Godard teaches a class
A frenzied montage of cinematic warfare, Hell is a whirlwind trip through the agony, devastation and loss inherent in war. Filtered through Godard's lens, fact and fiction merge into one ghastly nightmare. Epic Griffith battle scenes are eroded and commingled with archival footage from the numerous wars mankind has waged. Showing only chaos and destruction while bombarding our ears with cacophonous din, Godard doesn't allow us to linger on any single image or identify with any character. There is no triumphant music here, no excitement at the action unfolding, no resolution or catharsis. Any semblance of glory and heroism has been stripped away, leaving only the grim realities of war, burning ghostly impressions in our minds as the visual and aural dissonance assault our senses for what seems like an eternity. This is Hell.

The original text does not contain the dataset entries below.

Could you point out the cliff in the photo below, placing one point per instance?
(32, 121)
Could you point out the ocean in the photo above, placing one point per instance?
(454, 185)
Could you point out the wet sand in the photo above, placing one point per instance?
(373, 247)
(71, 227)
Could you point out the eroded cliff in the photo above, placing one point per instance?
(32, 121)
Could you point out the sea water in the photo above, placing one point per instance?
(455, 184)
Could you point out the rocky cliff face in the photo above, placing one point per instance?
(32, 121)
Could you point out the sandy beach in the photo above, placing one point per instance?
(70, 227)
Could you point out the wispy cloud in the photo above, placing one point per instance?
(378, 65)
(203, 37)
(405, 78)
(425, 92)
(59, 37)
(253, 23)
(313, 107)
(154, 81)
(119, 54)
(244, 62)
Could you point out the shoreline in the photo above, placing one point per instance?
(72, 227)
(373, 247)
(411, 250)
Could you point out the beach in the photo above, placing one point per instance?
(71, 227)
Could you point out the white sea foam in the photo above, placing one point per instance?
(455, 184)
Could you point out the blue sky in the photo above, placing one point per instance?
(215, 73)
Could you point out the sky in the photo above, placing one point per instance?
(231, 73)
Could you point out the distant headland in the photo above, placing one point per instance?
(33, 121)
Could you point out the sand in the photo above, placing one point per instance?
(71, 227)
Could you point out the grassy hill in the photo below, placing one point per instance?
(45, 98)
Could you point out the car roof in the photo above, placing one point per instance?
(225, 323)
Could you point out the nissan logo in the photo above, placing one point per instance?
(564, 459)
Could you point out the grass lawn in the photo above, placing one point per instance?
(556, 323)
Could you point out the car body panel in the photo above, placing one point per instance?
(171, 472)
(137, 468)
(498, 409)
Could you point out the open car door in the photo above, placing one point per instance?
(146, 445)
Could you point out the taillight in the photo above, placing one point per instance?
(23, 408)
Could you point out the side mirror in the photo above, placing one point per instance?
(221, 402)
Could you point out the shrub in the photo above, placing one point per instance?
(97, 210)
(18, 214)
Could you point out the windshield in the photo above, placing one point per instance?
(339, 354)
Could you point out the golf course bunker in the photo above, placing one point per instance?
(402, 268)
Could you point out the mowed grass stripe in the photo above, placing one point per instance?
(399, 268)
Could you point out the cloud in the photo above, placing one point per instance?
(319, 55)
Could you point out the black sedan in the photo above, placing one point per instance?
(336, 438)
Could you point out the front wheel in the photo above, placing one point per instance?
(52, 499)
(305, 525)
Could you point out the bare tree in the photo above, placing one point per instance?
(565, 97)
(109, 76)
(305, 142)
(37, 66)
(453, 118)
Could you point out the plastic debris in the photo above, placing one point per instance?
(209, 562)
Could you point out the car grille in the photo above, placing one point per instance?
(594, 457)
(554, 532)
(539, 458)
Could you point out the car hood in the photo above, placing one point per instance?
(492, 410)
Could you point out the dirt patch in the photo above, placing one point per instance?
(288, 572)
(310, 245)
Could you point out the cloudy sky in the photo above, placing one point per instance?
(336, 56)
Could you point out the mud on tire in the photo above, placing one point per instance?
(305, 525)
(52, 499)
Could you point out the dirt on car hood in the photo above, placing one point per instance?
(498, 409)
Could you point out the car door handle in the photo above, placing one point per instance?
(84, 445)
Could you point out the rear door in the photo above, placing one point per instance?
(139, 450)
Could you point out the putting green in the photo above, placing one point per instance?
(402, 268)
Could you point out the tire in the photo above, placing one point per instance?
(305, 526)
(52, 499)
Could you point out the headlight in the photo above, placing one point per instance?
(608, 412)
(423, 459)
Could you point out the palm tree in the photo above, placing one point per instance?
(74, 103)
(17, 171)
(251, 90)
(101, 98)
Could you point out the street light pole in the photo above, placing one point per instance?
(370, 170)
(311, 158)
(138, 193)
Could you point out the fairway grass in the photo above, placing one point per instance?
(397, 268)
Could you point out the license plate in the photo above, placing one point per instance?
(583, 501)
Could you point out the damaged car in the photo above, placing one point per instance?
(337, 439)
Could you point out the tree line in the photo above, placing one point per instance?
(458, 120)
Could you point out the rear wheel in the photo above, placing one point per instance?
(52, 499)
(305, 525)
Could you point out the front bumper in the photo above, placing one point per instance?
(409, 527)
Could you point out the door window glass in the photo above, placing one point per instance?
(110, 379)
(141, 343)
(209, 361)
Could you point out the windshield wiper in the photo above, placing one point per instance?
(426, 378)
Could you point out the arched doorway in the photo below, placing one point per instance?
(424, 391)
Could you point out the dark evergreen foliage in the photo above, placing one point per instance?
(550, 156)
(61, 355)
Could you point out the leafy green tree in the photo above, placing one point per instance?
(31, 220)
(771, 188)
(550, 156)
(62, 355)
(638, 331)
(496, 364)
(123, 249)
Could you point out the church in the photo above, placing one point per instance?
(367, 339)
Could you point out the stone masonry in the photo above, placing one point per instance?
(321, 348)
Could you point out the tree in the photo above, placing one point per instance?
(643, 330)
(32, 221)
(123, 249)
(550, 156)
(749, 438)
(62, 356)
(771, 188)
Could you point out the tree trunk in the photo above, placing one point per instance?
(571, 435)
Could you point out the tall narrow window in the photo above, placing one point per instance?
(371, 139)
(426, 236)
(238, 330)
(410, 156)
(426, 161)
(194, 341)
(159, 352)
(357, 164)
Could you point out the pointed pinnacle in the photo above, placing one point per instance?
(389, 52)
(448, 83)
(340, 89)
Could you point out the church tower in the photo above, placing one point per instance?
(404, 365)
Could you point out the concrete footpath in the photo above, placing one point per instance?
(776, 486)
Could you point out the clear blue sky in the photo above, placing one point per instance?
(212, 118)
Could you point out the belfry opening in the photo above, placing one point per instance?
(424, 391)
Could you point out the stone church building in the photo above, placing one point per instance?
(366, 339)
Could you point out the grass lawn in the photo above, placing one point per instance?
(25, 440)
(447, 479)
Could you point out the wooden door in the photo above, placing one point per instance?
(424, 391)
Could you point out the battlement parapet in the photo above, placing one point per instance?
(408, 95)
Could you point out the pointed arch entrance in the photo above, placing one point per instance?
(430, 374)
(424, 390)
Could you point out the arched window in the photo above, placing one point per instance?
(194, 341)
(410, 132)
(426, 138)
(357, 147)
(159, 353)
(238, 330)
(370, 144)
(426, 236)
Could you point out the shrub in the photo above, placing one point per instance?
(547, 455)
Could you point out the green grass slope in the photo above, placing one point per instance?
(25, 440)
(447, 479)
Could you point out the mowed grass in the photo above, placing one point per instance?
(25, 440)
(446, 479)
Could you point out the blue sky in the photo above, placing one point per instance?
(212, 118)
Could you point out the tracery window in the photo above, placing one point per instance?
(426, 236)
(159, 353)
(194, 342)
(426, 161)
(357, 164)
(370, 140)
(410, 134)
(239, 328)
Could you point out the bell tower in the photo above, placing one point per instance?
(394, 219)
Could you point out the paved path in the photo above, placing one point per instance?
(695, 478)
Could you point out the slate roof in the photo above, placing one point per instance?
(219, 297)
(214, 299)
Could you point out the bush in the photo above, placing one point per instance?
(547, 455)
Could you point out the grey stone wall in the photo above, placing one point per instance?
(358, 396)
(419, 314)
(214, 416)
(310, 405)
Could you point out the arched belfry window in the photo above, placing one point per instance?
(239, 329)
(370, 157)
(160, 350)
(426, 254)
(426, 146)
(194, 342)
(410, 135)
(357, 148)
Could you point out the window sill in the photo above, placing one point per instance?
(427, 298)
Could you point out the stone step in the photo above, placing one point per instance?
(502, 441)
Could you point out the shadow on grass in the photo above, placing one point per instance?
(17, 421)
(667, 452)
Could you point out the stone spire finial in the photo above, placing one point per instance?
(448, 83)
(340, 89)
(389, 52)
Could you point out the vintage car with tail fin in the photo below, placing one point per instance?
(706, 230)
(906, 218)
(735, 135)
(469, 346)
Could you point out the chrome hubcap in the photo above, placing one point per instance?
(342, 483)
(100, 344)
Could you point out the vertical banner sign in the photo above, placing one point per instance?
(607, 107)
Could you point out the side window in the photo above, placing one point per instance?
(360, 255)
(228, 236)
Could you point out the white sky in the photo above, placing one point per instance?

Two men speaking in Sarajevo
The characters drift in and out of the film, embarking on discussions of peace, love, death, forgiveness, philosophy, cinema, poetry, and life as if they were stuck in a cosmic waiting room, attempting to puzzle out the world before them and their purpose within it. There is a pervasive sense that this is merely an indeterminate layover, a place to exchange ideas while seeking the truth in duality - in the fusion of opposites - an idea that Godard expounds upon with his shot reverse shot lecture.
But it is Olga who finally turns words into actions. After informing her uncle of her intent to commit suicide, she goes into a movie theater in Jerusalem armed with nothing more than a sack of books. A phone call to Godard reveals that she was gunned down by Israeli police when they mistook the book bag for a bomb. As we are left to speculate on her intent, Godard leads us into the final kingdom - Heaven.
Olga
Filled with these types of poetic images, along with a myriad of meditations on duality -life and death, perception and imagination - "Notre Musique" is heady stuff. An antiwar opus too rich to be fully digested in one viewing, each meticulously constructed shot demonstrates Godard's fluency in the language of cinema, drawing us further into the film's world, raising new questions and searching for the truth within each pairing. This duality, the meaning born of the collision of thesis and antithesis - this is our music, and the truth lies somewhere within.